Drei Hullernerinnen fliegen zum Weltjugendtag

HULLERN „Ich bin schon nervös, was die drei Wochen in Australien bringen werden.“ Die 19-jährige Nadine Wieland steigt am Mittwoch (9.) mit ihrer Zwillingsschwester Cornelia sowie der 20-jährigen Kerstin Pötter und 22 weiteren jungen Leuten aus dem Bistum Münster in den Flieger. Ihr Ziel: Weltjugendtag (WJT) in Sydney.

02.07.2008, 11:00 Uhr / Lesedauer: 1 min
Nadine Wieland steckt in den Vorbereitungen für die Reise zum Weltjugendtag in Sydney. Langsam wird sie "hibbelig und nervös". Sie ist gespannt darauf, "was uns drei Hullerner in Australien erwartet".

Nadine Wieland steckt in den Vorbereitungen für die Reise zum Weltjugendtag in Sydney. Langsam wird sie "hibbelig und nervös". Sie ist gespannt darauf, "was uns drei Hullerner in Australien erwartet".

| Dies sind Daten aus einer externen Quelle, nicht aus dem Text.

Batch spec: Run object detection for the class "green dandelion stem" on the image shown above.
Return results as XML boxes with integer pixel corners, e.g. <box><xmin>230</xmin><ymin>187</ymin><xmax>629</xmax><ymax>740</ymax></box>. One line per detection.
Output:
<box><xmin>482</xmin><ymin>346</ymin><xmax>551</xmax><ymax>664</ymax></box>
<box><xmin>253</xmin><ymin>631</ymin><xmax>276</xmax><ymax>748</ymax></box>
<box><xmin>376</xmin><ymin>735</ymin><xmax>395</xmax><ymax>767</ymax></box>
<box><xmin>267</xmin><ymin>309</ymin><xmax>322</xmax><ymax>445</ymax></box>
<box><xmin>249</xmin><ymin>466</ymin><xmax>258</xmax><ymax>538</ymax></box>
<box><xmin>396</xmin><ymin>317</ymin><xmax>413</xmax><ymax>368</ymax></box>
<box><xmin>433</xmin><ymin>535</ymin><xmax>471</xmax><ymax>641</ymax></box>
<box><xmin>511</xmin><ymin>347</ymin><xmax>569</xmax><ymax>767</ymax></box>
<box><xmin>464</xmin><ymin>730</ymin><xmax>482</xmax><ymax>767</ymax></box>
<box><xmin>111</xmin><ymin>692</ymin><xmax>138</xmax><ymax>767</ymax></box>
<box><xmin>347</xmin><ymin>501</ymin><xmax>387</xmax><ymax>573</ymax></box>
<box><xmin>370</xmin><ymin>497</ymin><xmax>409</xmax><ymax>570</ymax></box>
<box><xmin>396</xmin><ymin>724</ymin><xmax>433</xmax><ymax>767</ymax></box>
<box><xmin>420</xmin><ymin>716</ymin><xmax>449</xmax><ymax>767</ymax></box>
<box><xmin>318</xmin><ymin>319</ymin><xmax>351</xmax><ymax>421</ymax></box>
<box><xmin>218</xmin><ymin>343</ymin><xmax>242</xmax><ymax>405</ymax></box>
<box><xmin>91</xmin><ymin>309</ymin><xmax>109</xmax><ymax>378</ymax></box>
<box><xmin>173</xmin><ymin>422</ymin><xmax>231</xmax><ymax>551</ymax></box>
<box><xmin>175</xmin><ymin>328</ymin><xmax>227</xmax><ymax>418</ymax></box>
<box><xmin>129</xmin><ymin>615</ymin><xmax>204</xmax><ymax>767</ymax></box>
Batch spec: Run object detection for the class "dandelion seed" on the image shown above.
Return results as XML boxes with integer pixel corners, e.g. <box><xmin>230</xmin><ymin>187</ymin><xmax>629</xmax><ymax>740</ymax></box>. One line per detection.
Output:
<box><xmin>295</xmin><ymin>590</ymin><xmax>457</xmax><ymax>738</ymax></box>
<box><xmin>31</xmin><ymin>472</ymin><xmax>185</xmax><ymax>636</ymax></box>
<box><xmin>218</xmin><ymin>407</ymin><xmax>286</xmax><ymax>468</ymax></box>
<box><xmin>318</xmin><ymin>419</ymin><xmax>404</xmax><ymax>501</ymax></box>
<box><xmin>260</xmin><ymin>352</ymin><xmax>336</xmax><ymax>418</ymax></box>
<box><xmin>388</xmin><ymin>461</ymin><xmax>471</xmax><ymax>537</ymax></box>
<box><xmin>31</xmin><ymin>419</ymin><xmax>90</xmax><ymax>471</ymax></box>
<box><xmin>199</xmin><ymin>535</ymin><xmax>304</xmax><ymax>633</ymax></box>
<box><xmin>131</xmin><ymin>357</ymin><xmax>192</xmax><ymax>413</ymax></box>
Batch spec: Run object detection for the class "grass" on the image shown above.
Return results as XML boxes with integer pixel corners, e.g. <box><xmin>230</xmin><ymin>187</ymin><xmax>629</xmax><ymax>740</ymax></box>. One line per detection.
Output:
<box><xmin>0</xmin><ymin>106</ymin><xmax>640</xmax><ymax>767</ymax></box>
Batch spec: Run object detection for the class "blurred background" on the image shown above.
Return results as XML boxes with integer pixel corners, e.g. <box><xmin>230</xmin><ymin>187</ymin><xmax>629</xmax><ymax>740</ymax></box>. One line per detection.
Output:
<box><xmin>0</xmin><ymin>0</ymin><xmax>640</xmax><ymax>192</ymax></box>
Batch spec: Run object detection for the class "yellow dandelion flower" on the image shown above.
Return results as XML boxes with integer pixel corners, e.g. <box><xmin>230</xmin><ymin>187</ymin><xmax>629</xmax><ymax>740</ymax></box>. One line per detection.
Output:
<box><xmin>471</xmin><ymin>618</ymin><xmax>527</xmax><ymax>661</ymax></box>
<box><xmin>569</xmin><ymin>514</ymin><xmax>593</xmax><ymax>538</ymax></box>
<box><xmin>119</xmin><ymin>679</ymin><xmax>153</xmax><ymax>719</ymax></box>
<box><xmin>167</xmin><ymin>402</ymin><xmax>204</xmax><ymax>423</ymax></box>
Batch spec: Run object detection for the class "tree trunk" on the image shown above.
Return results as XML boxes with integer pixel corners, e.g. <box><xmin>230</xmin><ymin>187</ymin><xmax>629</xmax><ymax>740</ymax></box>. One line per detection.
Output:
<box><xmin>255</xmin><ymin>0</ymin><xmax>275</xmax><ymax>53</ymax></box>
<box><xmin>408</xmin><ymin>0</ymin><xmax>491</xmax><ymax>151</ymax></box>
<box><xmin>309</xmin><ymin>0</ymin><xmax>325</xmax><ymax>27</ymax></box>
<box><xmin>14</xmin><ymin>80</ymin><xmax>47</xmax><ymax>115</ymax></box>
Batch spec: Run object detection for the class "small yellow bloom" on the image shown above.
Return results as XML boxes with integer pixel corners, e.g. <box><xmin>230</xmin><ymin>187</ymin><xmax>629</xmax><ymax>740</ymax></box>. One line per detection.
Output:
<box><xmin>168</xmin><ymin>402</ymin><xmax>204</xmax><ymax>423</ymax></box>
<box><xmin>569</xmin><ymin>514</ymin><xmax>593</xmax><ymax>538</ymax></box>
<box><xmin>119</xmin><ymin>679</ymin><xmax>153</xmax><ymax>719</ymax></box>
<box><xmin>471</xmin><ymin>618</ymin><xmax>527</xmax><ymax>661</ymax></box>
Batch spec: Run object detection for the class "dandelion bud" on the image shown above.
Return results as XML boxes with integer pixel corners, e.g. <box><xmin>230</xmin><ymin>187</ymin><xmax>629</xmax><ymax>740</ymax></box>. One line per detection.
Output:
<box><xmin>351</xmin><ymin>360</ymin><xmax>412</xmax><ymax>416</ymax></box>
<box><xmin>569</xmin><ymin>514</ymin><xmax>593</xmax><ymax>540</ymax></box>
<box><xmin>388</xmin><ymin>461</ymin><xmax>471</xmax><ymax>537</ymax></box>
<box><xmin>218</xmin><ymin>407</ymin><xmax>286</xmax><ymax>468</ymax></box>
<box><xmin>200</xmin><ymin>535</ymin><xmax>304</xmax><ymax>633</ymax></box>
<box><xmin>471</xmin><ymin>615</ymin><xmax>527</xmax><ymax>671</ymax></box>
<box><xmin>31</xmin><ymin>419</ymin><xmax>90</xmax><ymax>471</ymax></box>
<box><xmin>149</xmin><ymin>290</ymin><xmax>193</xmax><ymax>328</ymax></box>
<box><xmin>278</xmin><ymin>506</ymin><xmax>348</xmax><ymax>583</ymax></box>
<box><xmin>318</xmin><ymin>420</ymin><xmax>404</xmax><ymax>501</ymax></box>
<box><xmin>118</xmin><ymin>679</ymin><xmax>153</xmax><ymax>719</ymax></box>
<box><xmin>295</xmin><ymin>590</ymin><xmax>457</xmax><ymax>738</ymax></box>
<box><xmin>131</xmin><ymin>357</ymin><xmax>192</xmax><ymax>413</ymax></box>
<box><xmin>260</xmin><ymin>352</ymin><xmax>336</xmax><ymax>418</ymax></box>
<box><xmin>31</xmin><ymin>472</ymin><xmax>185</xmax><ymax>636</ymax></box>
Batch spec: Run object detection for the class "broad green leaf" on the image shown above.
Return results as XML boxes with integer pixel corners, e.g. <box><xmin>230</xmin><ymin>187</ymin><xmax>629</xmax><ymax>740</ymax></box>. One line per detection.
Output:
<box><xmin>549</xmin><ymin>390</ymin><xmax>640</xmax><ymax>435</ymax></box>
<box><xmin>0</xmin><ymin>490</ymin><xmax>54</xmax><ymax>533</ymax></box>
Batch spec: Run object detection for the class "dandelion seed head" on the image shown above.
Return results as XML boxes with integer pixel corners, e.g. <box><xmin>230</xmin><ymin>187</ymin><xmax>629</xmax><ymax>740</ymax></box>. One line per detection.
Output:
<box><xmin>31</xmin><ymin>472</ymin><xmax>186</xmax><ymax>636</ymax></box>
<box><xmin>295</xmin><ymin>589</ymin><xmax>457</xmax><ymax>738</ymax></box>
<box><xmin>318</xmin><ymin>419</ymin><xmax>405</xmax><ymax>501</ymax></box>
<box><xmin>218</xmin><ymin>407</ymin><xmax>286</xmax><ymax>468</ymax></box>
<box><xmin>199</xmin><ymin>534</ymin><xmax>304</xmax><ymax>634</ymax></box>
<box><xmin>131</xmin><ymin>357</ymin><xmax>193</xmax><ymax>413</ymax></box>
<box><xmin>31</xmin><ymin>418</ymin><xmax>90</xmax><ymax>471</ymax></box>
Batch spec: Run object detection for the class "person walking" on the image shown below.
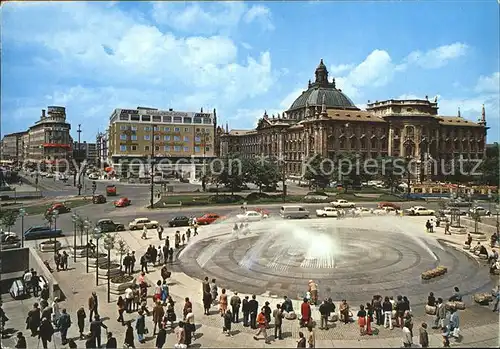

Die drei Hullernerinnen planen diese Reise bereits seit drei Jahren: „Der WJT in Köln war ein unvergessliches Erlebnis. Da war klar, dass wir in Sydney unbedingt dabei sein wollten.“ Seither sind sie für die Finanzierung aktiv. Mit weiteren Interessenten, die hautnah dabei sein wollten, nun aber z. B. eine Ausbildung absolvieren, haben sie Flohmärkte oder Kuchenverkauf organisiert. Die Teilnehmerkosten von 3100 Euro sind „viel Geld. Wir wollen unsere Eltern damit nicht belasten. Immerhin fahren wir in den Urlaub.“Letzte Hilfs-Aktion Außerdem haben sich die WJT-Fahrer für die engagiert, die sich die Teilnahme finanziell nicht leisten können. Die letzte Hilfs-Aktion findet am Sonntag, 6. Juli, statt. Im Josefshaus wird ab 11.45 Uhr (nach der Messe) zu „Suppe und Brot“ eingeladen. Aufgetischt wird eine Tomatensuppe mit Sahnehäubchen und Pusztasalat – und zum Nachtisch gibt’s Müslitraum, Wackelpeter, Herrencreme... Schon im Flugzeug gibt es ein Wiedersehen mit „alten Bekannten“: Pastoralreferentin Elisabeth Stein begleitet die Jugendlichen. Die Hullerner haben Kontakt mit ihrer Gastfamilie geknüpft, denn neben dem Besuch des Weltjugendtages verbringen die jungen Leute zwei weitere Wochen im fernen Kontinent. Der Höhepunkt ihrer Reise ist die Nacht „Sleep under the stars“ im Randwick Racecourse: Den Auftakt bildet die Vigil mit Papst Benedikt XVI., krönender Abschluss ist der Gottesdienst, auch mit dem Papst. Nadine freut sich ebenfalls auf die Tage in und mit der Gastfamilie. Therese und Peter haben gemailt: „Hope your English ist gut. Wir spreche kaum Deutsch.“ Da sieht Nadine kein Problem.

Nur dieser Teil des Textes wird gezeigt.